Theorem: Let $(V, \langle\,,\rangle)$ be a complex inner product space and $T: V \to V$ be a normal operator. Then for any eigenvalue $\lambda \in \textrm{spec}(T)$, there exists an orthogonal projection $P_{\lambda}$ with $\sum_{\lambda \in \textrm{spec}(T)}P_{\lambda}=I$ and $T = \sum_{\lambda \in \textrm{spec}(T)} \lambda P_{\lambda} $.
Proof: Let $\textrm{spec}(T)=\{\lambda_1, ..., \lambda_k\}.$ It has been proved that $V = \bigoplus_{i=1}^kV_{\lambda_i}$, where $V_{\lambda_i}$ is the eigenspace corresponding to eigenvalue $\lambda_i$, $i=1, ..., k$. This implies $\sum_{\lambda \in \textrm{spec}(T)}P_{\lambda}=I$. Applying $T$ to this relation gives the second relation.
Question: How does the decomposition of $V$ into eigenspaces imply the first relation? I can understand how the second is obtained. Could someone help me understand how the decomposition of $V$ into eigenspaces implies the first relation? Thank you for your help.
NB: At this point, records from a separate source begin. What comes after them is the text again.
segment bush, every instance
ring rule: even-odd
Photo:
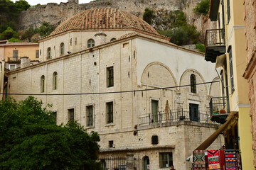
[[[145,12],[143,13],[143,20],[149,24],[151,24],[151,19],[155,18],[154,13],[152,10],[145,8]]]
[[[38,28],[37,32],[42,37],[49,35],[50,33],[54,30],[55,26],[50,25],[50,23],[43,22],[42,26]]]
[[[28,42],[31,42],[33,35],[36,34],[36,30],[33,27],[30,27],[25,30],[25,33],[21,35],[21,40],[28,40]]]
[[[203,44],[201,44],[201,43],[196,44],[196,48],[201,52],[206,52],[206,48],[205,48],[205,45]]]
[[[96,132],[77,122],[57,125],[32,96],[0,101],[0,169],[99,170]]]
[[[199,2],[193,11],[198,15],[206,16],[209,13],[210,9],[210,0],[202,0]]]
[[[200,35],[196,26],[189,24],[160,31],[159,33],[170,37],[171,42],[178,45],[195,44],[198,41]]]
[[[18,38],[18,33],[14,31],[11,27],[8,27],[1,35],[1,40],[9,40],[11,38]]]
[[[9,39],[8,40],[10,42],[22,42],[21,40],[18,40],[15,38],[11,38]]]

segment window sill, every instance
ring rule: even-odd
[[[95,127],[94,125],[92,125],[92,126],[86,126],[85,128],[85,129],[94,129],[94,128],[95,128]]]
[[[108,123],[105,126],[114,126],[114,123]]]

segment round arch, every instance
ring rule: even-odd
[[[181,77],[181,79],[180,79],[179,86],[182,86],[181,81],[182,81],[182,80],[183,79],[185,75],[186,75],[186,74],[188,74],[188,72],[193,72],[193,74],[198,74],[199,76],[200,76],[200,78],[202,79],[203,83],[206,83],[206,80],[203,79],[203,76],[202,76],[202,74],[201,74],[198,71],[197,71],[196,69],[186,69],[186,70],[182,74]],[[190,76],[189,76],[189,77],[190,77]],[[190,81],[189,81],[189,83],[190,83]],[[205,86],[205,89],[206,89],[206,95],[208,95],[208,93],[206,84],[204,84],[204,86]],[[179,90],[179,91],[181,90],[181,87],[179,87],[178,90]]]
[[[153,65],[157,65],[157,64],[158,64],[158,65],[160,65],[160,66],[161,66],[161,67],[164,67],[164,68],[169,72],[169,73],[170,74],[170,75],[171,75],[171,78],[172,78],[172,79],[173,79],[173,81],[174,81],[174,82],[175,86],[178,86],[177,81],[176,81],[176,79],[175,79],[175,76],[174,76],[174,74],[172,73],[171,70],[166,65],[164,64],[161,63],[161,62],[154,62],[149,63],[149,64],[144,68],[144,71],[143,71],[143,72],[142,72],[142,77],[141,77],[141,80],[140,80],[141,82],[142,83],[143,79],[144,79],[145,76],[147,75],[146,72],[147,72],[148,69],[149,69],[150,67],[153,66]],[[176,89],[177,90],[177,88],[176,88]]]

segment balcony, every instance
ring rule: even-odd
[[[217,56],[225,53],[224,29],[208,30],[206,33],[205,60],[211,62],[216,62]]]
[[[148,113],[139,115],[139,125],[154,125],[181,120],[194,121],[199,123],[208,123],[209,113],[191,113],[183,109],[178,111],[159,111],[154,114]]]
[[[213,97],[210,101],[210,120],[223,124],[230,113],[229,98]]]
[[[7,62],[21,62],[21,57],[9,57]]]

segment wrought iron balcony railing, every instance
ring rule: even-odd
[[[21,57],[9,57],[8,62],[19,62],[21,61]]]
[[[224,111],[225,110],[225,111]],[[210,101],[210,114],[218,115],[229,113],[229,98],[227,96],[213,97]]]
[[[157,123],[165,123],[171,122],[178,122],[180,120],[190,120],[200,123],[208,123],[210,113],[191,113],[183,109],[178,111],[168,110],[159,111],[144,114],[139,116],[139,125],[152,125]]]
[[[205,45],[225,45],[224,29],[207,30],[206,33]]]
[[[208,30],[205,38],[206,60],[216,62],[216,57],[225,54],[225,30]]]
Suppose $v \in V$ is any vector. Since $V$ is a direct sum of subspaces, namely, $V = \bigoplus_{i=1}^kV_{\lambda_i}$, there exists a unique decomposition of $v$ as a sum of vectors in those subspaces, i.e. there exist unique $v_1 \in V_{\lambda_1}, \dots, v_k \in V_{\lambda_k}$ s.t. $v = v_1 + \dots + v_k$. One important fact you missed in your post is that if $T$ is normal, then the subspaces $V_{\lambda_1}, \dots, V_{\lambda_k}$ are pairwise orthogonal (this fact has probably been given somewhere in your textbook). This implies that for each $i \in \{1, \dots, k\}$, $P_{\lambda_i} v = P_{\lambda_i} (v_1 + \dots + v_k) = v_i$. Therefore, $\left(\sum_{\lambda \in \operatorname{spec}(T)} P_{\lambda}\right)v = v_1 + \dots + v_k = v$. Since $v$ was arbitrary, we get that $\sum_{\lambda \in \operatorname{spec}(T)} P_{\lambda} = I$.